While many HR shared services organizations are in tune with the engagement challenges next-generation workers pose, Millennials aren’t the only game in town. Baby Boomers and Gen Xers still must be served, and their customer satisfaction ratings are also important. While Millennials may view texting as a genuine form of human engagement, older groups largely do not. They want to talk to someone, and they view personal interactions as a preferred, and largely more effective way to solve problems, particularly complex ones.
Serving the needs of a multigenerational workforce today requires organizations to introduce digital employee experience tools, especially those that promote self-service and collaboration, while preserving existing voice-channel capabilities, at least in some situations. However, maintaining multiple platforms can be expensive and cumbersome, and stranding existing IT investments is rarely an option.

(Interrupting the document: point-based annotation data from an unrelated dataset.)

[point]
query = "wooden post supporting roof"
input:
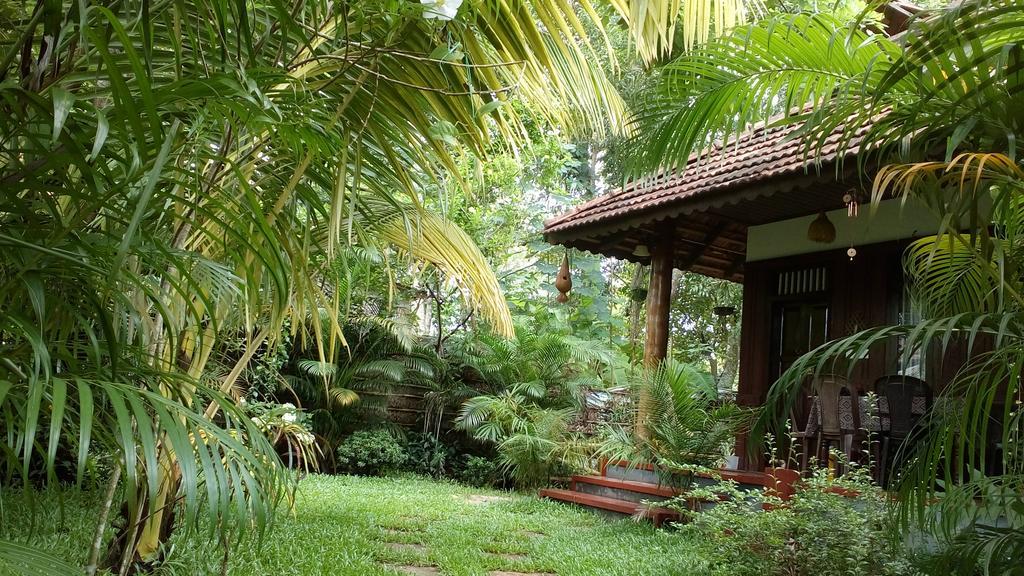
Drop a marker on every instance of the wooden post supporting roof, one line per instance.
(655, 346)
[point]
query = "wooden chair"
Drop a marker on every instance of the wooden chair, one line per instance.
(899, 393)
(835, 425)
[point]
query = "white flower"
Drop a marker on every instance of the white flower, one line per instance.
(440, 9)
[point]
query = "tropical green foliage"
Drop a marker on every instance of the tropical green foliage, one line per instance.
(371, 452)
(950, 88)
(686, 428)
(828, 527)
(705, 318)
(942, 109)
(351, 525)
(178, 174)
(541, 384)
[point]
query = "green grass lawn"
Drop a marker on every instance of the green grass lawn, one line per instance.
(365, 527)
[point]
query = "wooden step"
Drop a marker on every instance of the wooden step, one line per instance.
(644, 488)
(645, 474)
(657, 516)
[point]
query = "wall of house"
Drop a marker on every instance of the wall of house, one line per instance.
(889, 220)
(862, 292)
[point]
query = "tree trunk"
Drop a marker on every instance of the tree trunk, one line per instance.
(658, 305)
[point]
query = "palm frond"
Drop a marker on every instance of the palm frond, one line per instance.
(653, 24)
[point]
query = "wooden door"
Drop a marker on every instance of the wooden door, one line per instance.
(798, 327)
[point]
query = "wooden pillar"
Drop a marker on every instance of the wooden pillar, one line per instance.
(655, 346)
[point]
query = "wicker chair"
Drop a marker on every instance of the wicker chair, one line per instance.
(899, 393)
(835, 425)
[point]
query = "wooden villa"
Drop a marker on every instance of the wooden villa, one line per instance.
(757, 211)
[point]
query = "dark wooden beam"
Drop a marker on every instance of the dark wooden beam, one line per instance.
(655, 346)
(698, 250)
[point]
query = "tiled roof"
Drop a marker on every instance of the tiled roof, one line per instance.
(756, 158)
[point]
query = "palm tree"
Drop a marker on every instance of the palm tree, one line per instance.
(171, 172)
(540, 382)
(941, 110)
(685, 427)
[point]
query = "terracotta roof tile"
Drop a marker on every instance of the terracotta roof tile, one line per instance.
(754, 158)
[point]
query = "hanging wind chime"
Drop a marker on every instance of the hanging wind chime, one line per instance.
(563, 282)
(852, 208)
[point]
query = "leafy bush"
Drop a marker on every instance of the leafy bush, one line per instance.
(480, 471)
(372, 452)
(829, 527)
(428, 455)
(686, 424)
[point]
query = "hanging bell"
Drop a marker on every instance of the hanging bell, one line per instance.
(563, 283)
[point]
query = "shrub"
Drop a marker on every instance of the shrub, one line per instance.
(428, 455)
(819, 531)
(479, 471)
(372, 452)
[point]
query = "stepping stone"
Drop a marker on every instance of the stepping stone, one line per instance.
(418, 570)
(509, 556)
(482, 499)
(403, 547)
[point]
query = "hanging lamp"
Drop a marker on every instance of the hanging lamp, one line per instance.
(563, 282)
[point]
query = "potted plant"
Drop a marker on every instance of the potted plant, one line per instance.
(783, 478)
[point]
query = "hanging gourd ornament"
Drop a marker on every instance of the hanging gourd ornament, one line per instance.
(563, 283)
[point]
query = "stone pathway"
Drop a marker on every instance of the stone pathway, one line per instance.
(392, 533)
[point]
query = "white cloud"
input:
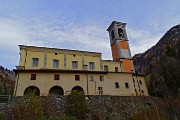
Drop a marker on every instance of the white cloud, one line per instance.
(56, 34)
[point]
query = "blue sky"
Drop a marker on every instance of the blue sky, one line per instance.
(81, 24)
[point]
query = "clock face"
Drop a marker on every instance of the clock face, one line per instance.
(121, 33)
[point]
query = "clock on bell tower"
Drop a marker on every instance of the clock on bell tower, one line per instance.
(120, 45)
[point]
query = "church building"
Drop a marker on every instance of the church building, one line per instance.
(54, 71)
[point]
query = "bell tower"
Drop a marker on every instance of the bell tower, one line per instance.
(120, 45)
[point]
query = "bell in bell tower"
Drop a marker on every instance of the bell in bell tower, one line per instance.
(120, 46)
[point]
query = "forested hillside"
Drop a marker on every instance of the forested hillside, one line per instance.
(161, 64)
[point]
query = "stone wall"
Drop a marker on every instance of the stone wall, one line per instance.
(103, 107)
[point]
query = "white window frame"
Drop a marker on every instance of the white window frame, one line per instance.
(55, 63)
(75, 64)
(35, 62)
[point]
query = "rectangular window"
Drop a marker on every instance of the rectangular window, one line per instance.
(91, 66)
(106, 68)
(55, 63)
(126, 85)
(74, 64)
(91, 77)
(140, 82)
(77, 77)
(101, 78)
(116, 69)
(35, 62)
(100, 90)
(33, 76)
(142, 91)
(56, 77)
(116, 85)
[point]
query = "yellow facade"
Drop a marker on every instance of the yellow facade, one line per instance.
(93, 80)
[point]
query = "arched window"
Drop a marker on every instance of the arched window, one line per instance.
(56, 90)
(112, 34)
(32, 90)
(78, 89)
(121, 33)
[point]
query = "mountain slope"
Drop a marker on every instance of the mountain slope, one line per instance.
(169, 44)
(162, 64)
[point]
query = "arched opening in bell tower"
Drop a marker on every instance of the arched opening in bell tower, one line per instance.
(121, 33)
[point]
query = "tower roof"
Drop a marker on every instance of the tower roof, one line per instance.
(113, 23)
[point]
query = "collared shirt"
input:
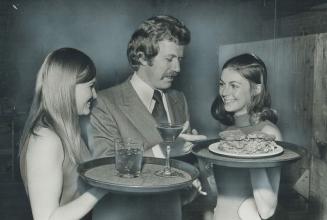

This has left many HR services organizations overwhelmed by the magnitude of technological change that stands before them. That’s why it’s important to take small steps instead of big leaps. For some organizations, implementing a cloud-based platform might be one of those incremental steps. Far from being just another portal, some of these platforms allow subscribers to develop, run, and manage shared services applications without the complexity of building and maintaining infrastructure and underlying technologies. In evaluating such a platform, the technology at a minimum should:
- Deliver a consumer-grade user experience
- Streamline processes and automate workflow
- Simplify transactions by providing personalized content and context
- Increase effectiveness and decrease cost for shared services operations
- Make employee interactions and communication with HR simple and intuitive
Regardless of what technologies you choose, an improved digital employee experience is the next frontier in shared services. The overarching objective is to create a digital workplace that capitalizes on a company’s current technology investments by bringing disparate systems together and providing a personalized journey through shared services processes and related content via guided interactions. Why is this so important? Millennials expect nothing less. Your shared services center has to deliver high quality services or the next-generation workforce may gravitate to an organization that can.